In an article entitled, "Health care vote-switchers an endangered species," the Washington Post writes:
When it comes to this year's health care vote...it turns out it may be more harmful to have voted against it before you voted for it.
That's a lesson Democrats are learning in the eight districts where the party's incumbent congressman voted against the first version of the health care bill last November before voting in favor of the second -- and final -- version in March. (In almost every case, the member came under heavy pressure from the White House and Democratic leadership to cast a "yea" vote.)
Of those eight seats, Democrats are favored to hold just one after next Tuesday's election. Three or four of the other seven look to be lost causes, and the rest appear increasingly tough for Democrats.
Meanwhile, there were five Democrats who flipped from "yes" on the first bill to "no" on final passage. And, by comparison, they're looking pretty good.
That's actually an understatement. RealClearPolitics (RCP) currently lists polls for four races involving Democrats who let themselves get strong-armed into switching from no to yes on Obamacare: Scott Murphy (N.Y.-20), Allen Boyd (Fla.-2), Betsy Markey (Colo.-4), and John Boccieri (Ohio-16). These four are currently projected to go 0-4 with an average losing margin of a touchdown (7 points). (RCP also writes that the polling numbers for Suzanne Kosmas (Fla.-24), another Democrat who switched from no to yes, "are truly terrible," but those numbers aren't listed.)

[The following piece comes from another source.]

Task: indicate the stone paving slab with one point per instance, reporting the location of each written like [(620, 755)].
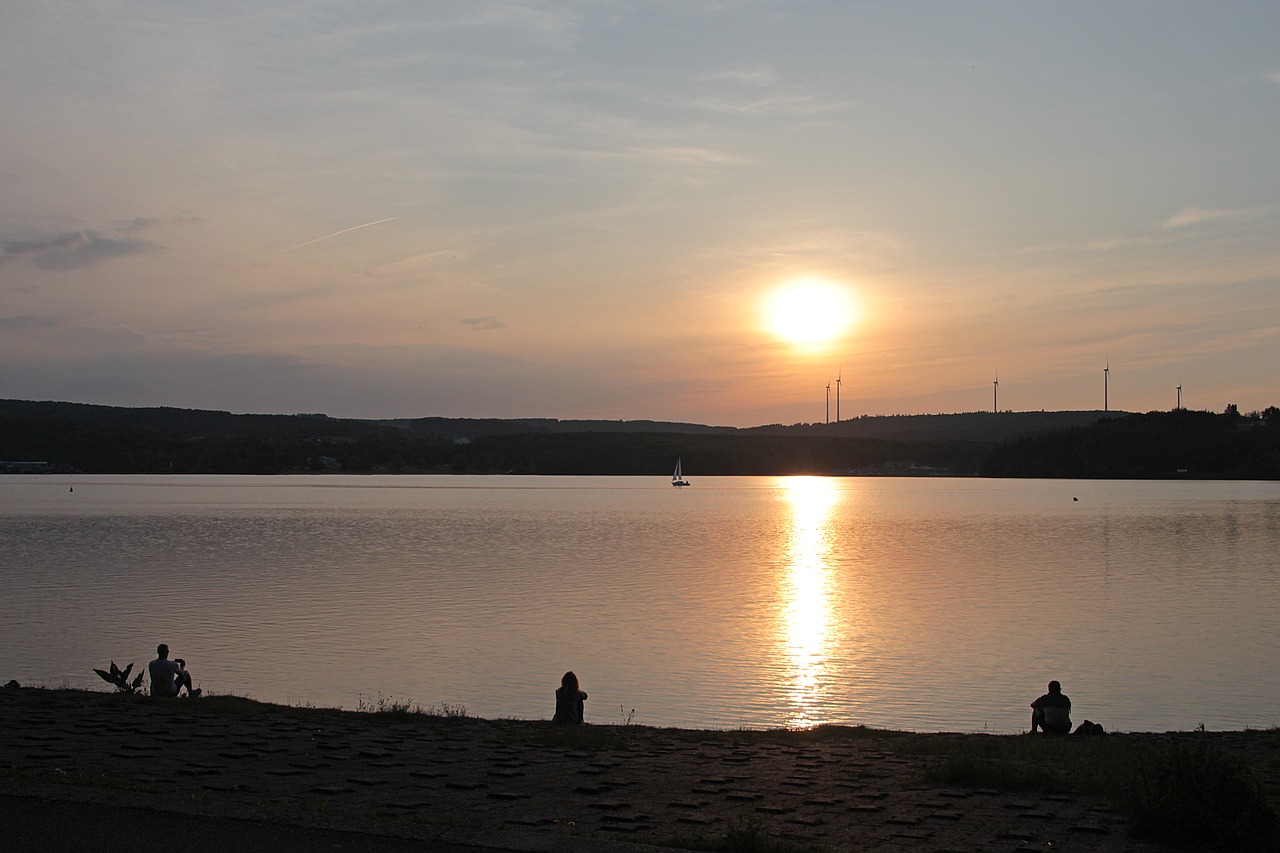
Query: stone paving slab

Meanwhile, among the small group of Democrats who switched the right way, from yes to no, the only one for whom RCP currently lists polling results is Michael Arcuri (N.Y.-24), and he's winning by 9 points.

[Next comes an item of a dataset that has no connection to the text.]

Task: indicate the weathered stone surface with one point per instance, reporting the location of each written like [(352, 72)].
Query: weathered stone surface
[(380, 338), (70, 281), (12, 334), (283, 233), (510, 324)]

Of Markey, who's trailing by 7 points in the polling listed by RCP, the Post adds, "In the end, her switch didn't even get her financial support from the national party, which appears to be conceding this one." And as for Kosmas's race, the "national Democrats have pulled out completely." It's always good to know that when you cast a career-threatening vote to benefit your party's leadership, your party will have your back.

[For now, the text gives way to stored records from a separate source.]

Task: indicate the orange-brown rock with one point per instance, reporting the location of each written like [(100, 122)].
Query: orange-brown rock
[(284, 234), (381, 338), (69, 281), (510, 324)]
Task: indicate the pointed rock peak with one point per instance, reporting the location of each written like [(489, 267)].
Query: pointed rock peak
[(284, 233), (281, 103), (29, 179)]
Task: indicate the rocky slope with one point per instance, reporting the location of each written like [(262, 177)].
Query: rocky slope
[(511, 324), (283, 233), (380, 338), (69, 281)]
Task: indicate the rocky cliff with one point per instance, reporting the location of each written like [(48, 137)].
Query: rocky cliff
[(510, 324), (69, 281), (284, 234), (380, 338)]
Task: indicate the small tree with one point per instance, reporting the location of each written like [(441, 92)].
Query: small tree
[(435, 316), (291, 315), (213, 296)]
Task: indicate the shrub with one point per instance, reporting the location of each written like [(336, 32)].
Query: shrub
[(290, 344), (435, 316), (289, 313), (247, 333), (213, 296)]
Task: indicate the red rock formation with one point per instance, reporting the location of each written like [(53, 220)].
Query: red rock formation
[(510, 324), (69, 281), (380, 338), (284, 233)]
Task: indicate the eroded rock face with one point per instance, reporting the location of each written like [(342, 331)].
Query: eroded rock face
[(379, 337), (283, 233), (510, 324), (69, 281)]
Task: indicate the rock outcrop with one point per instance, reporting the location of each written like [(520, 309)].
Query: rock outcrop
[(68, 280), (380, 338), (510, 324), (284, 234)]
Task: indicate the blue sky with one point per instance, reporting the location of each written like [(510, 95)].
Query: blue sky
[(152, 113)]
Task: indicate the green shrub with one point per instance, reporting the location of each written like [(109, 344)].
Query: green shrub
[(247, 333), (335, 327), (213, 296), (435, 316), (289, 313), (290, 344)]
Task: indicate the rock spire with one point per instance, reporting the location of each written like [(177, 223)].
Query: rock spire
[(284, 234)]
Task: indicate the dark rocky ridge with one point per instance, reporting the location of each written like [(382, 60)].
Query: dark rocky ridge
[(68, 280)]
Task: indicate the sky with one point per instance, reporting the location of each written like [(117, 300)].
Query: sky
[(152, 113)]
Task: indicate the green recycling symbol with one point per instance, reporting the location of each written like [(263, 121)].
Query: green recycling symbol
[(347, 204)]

But while the Post implies that it's largely these Democrats' waffling that's gotten them into trouble, the Democrats who switched to yes are hardly the only ones who are struggling. Those who voted yes on Obamacare all along are also getting clobbered. By my last count, the other Obamacare-supporting Democrats who are running in districts that lean Republican (by any margin) or lean Democratic by no more than 5 points (based on the past three presidential elections), are winning in only 8 of their 30 races (27 percent). Meanwhile, Democrats in these same districts who voted against Obamacare are winning in 10 of their 15 races (67 percent).